Sento che cerca di sdrammatizzare e di strapparmi un sorriso. Le do corda, per un secondo.
"Si, ma lo sai che gli voglio un bene dell'anima lo stesso."
"Si, lo so. Dai, tranquilla, eh? Vedrai che sta bene."
Tranquilla? Certo, come no. Il mio sogno è appena andato a farsi fottere, una delle persone più importanti della mia vita è ricoverata in ospedale e io devo stare tranquilla.
"Si, certo. Grazie, ti voglio bene.", dico con un groppo in gola.
"Anche io, tanto. Buonanotte."
Riattacco, gettando il cellulare nel sedile posteriore con un gesto di stizza.
Mio padre mi guarda, a metà tra il dispiaciuto e l'esasperato.
Ovvio, è pur sempre mio padre, gli dispiace che io stia male. Ma ancora non riesce a capire come io possa essere preoccupata per lui.
Quindi, a che pro spiegargli che per me è importante, che loro tre contano più di me stessa?
Mette in moto, la città comincia a scorrere davanti ai miei occhi. 
Mi volto a guardare un'ultima volta il parco, si vede la parte superiore del palco, da qui. 
Abbasso gli occhi, sconsolata. 
"Questa ci vorrà un bel po' a mandarla giù", penso. 
Ma torneranno, lo so, l'hanno detto. Ce lo devono, cazzo, e loro mantengono sempre le promesse. 
Chiudo gli occhi, pur sapendo di non riuscire certamente ad addormentarmi. 
Sorrido, pensando a quanto sia stupido, in effetti, il fatto che sentire le voci di Mike e Trè parlare anche a me sia stato comunque il momento più emozionante della giornata.

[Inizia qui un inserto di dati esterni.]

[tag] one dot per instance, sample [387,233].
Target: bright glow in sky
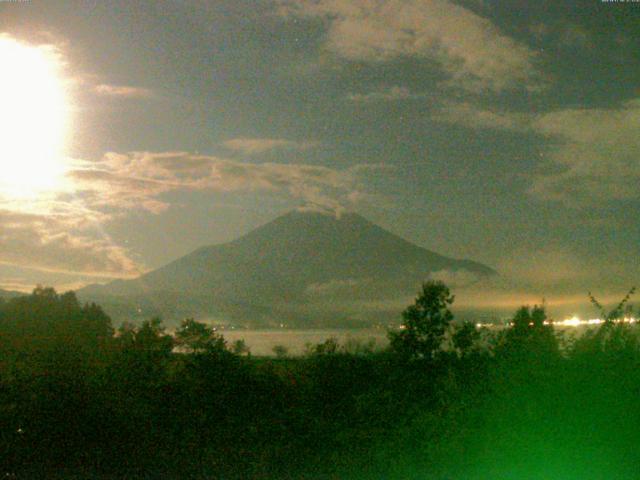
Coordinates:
[33,120]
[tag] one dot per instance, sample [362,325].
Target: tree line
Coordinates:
[82,399]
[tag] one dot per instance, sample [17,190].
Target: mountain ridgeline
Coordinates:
[302,269]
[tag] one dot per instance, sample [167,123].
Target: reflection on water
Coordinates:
[261,342]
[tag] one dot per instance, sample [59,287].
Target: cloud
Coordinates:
[469,48]
[56,244]
[472,116]
[138,180]
[122,91]
[597,151]
[456,278]
[591,153]
[253,146]
[391,94]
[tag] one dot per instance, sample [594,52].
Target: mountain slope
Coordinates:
[300,262]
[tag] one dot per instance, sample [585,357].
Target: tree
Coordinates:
[424,323]
[198,337]
[280,351]
[465,337]
[240,347]
[529,334]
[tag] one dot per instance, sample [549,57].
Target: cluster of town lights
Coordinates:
[570,322]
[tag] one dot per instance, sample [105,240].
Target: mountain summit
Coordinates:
[300,267]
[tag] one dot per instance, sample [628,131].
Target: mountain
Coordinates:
[301,268]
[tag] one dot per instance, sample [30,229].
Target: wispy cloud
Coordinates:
[138,180]
[474,53]
[591,153]
[57,244]
[391,94]
[122,91]
[253,146]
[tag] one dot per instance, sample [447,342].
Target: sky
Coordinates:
[501,131]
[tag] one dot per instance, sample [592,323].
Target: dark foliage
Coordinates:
[78,400]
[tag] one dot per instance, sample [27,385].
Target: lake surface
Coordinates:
[261,342]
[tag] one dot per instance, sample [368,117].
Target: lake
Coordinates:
[261,342]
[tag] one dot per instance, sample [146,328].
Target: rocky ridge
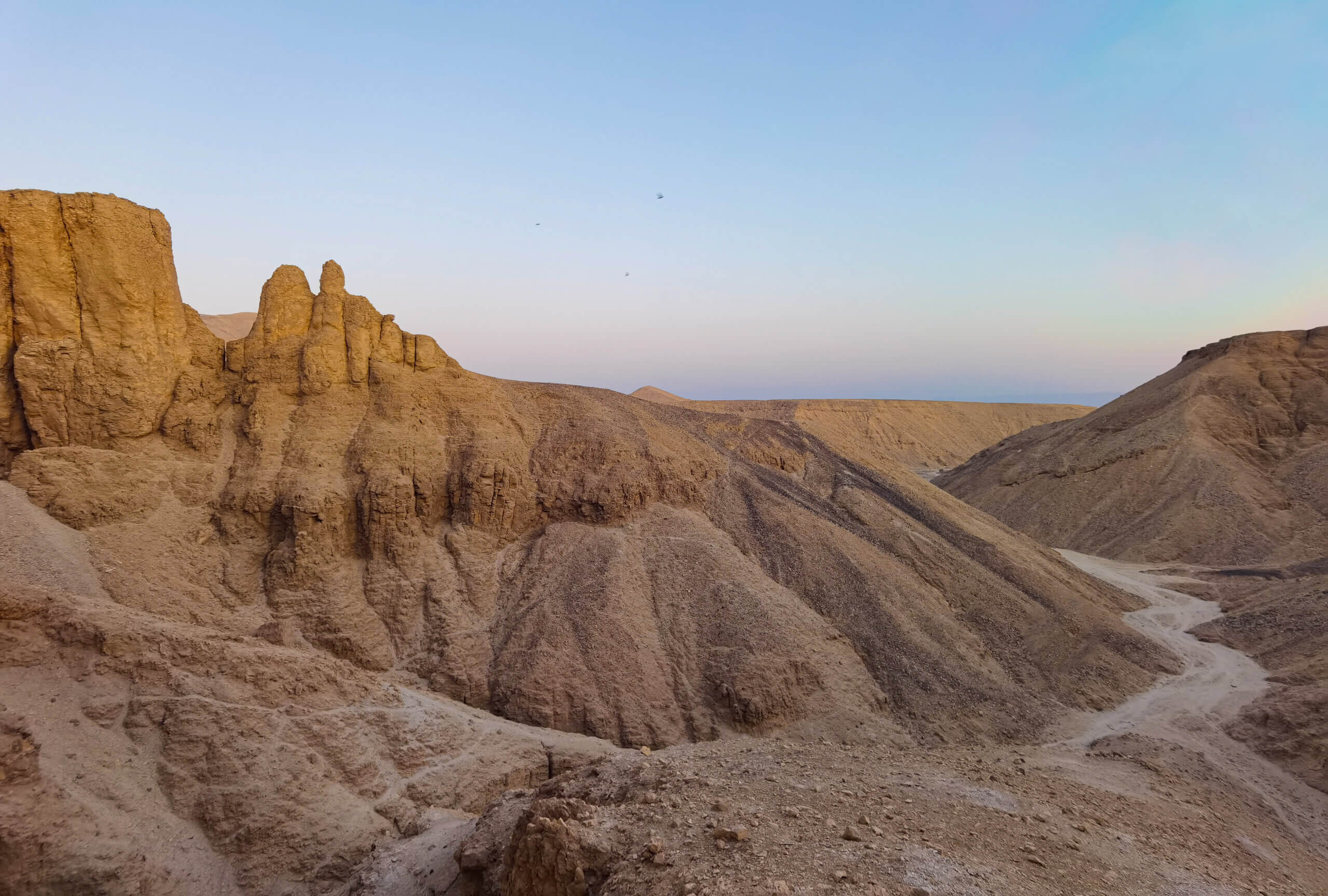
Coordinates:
[323,581]
[1220,461]
[922,436]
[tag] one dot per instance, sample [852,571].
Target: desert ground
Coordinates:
[293,603]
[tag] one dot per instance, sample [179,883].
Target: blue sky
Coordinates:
[861,200]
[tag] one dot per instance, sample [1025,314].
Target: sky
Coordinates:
[970,201]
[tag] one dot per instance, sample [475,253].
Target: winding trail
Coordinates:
[1193,708]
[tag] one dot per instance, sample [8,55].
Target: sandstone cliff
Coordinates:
[323,549]
[1220,461]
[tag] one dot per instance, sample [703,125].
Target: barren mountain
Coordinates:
[1222,461]
[229,327]
[1279,617]
[922,436]
[275,600]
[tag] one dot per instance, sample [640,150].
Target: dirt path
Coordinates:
[1192,708]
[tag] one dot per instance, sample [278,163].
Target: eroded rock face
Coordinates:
[1220,461]
[290,527]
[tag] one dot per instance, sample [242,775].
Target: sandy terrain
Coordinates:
[1149,797]
[1221,461]
[1194,708]
[922,436]
[229,327]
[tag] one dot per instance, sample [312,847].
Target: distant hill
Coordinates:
[918,435]
[230,326]
[1224,460]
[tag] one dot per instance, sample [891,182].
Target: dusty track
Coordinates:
[1193,708]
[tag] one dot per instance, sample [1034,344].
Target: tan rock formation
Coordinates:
[876,432]
[315,543]
[1220,461]
[230,327]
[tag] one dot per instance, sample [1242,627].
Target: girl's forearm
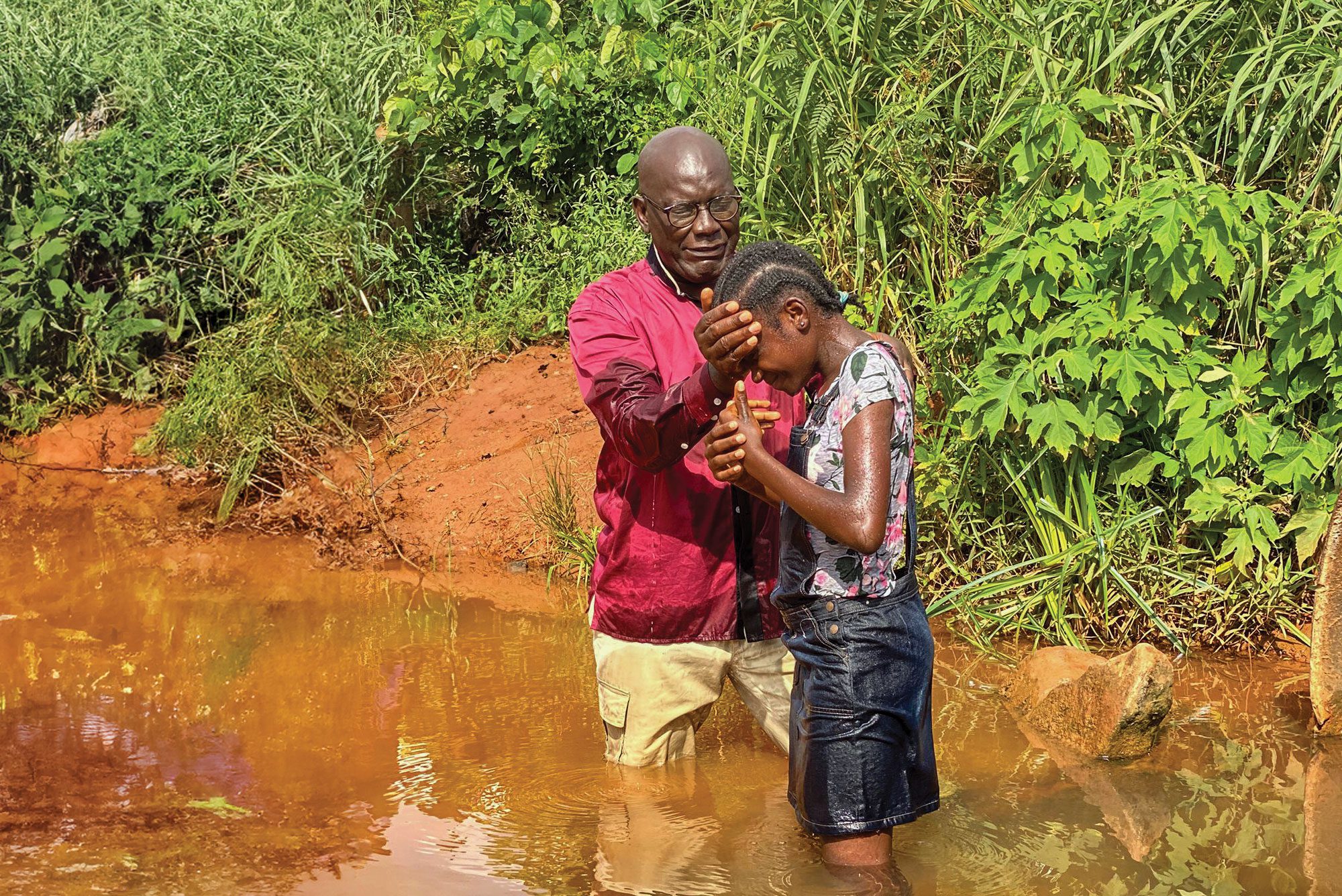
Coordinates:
[835,514]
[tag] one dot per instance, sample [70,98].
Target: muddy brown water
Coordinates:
[230,720]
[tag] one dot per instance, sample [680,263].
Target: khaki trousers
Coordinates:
[656,697]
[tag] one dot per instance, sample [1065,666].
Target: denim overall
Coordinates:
[862,750]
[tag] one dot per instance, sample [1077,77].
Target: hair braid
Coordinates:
[762,276]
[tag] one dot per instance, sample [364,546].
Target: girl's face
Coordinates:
[787,353]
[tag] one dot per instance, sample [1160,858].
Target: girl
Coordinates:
[862,753]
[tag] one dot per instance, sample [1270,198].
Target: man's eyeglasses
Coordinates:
[723,209]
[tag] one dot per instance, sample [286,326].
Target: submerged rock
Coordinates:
[1136,803]
[1327,638]
[1109,709]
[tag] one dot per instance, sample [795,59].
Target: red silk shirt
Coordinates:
[682,557]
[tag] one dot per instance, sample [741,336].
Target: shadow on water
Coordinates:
[229,720]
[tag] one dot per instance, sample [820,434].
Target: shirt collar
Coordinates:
[664,274]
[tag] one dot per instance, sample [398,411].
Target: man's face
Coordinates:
[694,253]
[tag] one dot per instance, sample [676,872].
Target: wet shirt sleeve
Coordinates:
[872,376]
[649,423]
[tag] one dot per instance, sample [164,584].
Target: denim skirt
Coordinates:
[862,752]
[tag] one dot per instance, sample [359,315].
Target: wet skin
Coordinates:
[807,343]
[803,344]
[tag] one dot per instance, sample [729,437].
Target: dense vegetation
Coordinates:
[1112,230]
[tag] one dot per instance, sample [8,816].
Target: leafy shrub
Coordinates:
[1179,335]
[536,96]
[185,167]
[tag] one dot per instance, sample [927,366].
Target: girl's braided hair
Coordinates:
[762,276]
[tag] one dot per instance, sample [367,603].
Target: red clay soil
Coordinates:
[450,480]
[454,474]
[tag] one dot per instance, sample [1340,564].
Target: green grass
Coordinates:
[234,239]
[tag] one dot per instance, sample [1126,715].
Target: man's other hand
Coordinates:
[724,447]
[727,337]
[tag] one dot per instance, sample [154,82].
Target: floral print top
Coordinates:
[870,375]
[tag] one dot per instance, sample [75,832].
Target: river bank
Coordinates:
[448,482]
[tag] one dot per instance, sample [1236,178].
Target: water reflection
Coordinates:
[230,720]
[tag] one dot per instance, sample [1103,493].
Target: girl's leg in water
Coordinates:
[857,851]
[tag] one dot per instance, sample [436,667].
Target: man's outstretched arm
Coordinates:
[650,425]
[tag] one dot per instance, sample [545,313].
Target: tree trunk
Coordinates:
[1327,639]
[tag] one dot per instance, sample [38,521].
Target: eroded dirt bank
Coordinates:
[445,489]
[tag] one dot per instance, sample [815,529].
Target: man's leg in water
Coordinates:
[762,673]
[857,851]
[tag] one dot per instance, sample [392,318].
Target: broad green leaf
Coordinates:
[1309,525]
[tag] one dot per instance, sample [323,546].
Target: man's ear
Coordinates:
[641,211]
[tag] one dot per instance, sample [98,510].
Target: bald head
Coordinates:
[685,152]
[686,166]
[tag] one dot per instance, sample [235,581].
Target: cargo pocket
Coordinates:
[615,709]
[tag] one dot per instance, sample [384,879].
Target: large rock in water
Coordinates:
[1111,709]
[1327,638]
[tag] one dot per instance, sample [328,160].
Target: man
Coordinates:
[685,564]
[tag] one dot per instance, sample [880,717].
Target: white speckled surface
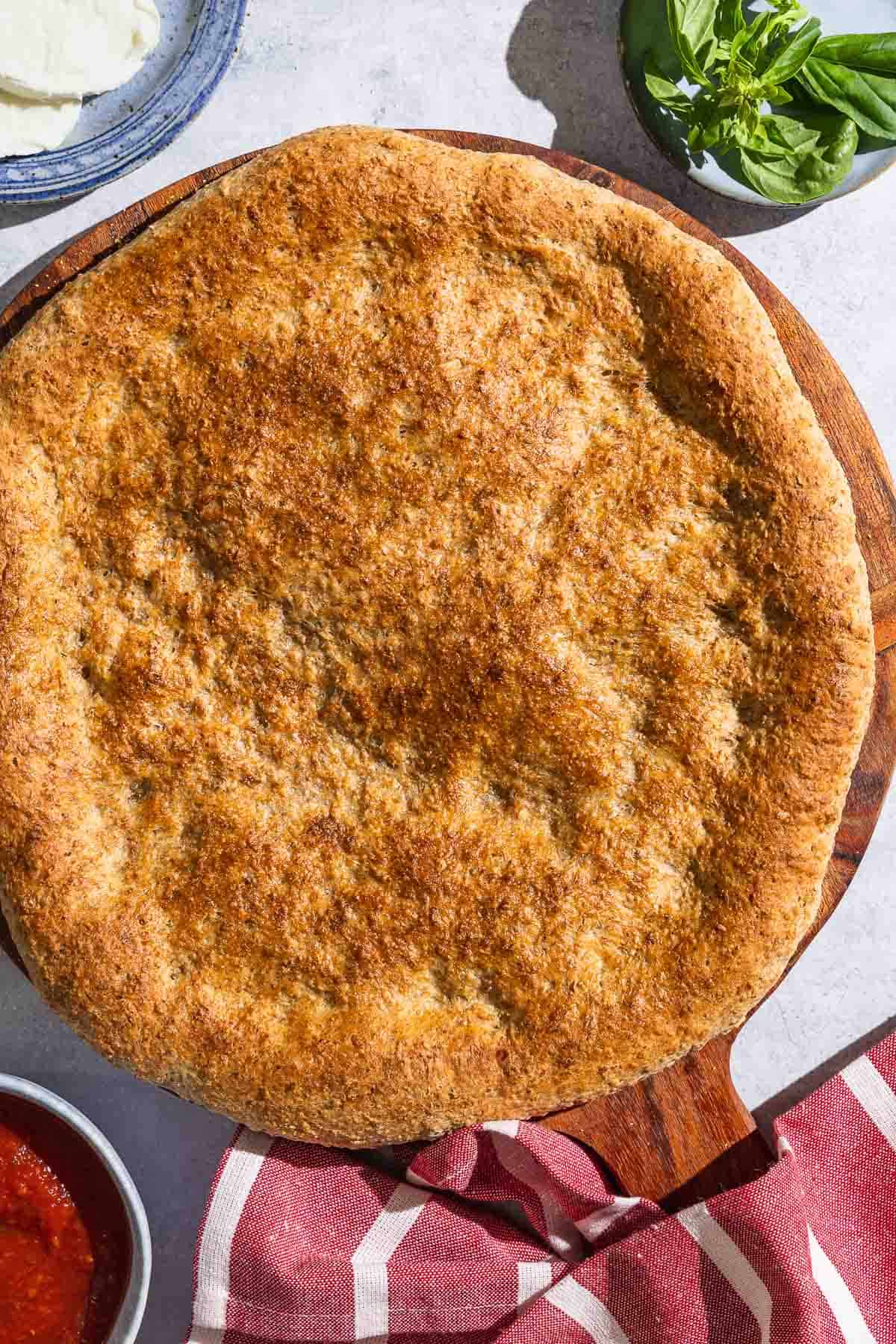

Cazzo, sono proprio messa male. 
Già mi vedo, a ottant'anni, sdraiata su un letto, mentre chiudo gli occhi e vedo i loro visi sorridenti comparirmi davanti. Saranno l'ultimo pensiero che avrò, loro tre.
Lo so, è una cosa folle, ma come potrei dimenticare le persone a cui devo tutto ciò che sono?
Semplice, non potrei affatto. 
In mezzo a quei pensieri, mi soffermo su una frase di Mike.

"We love you, guys." Hey, Mike. Si, vi amiamo anche noi.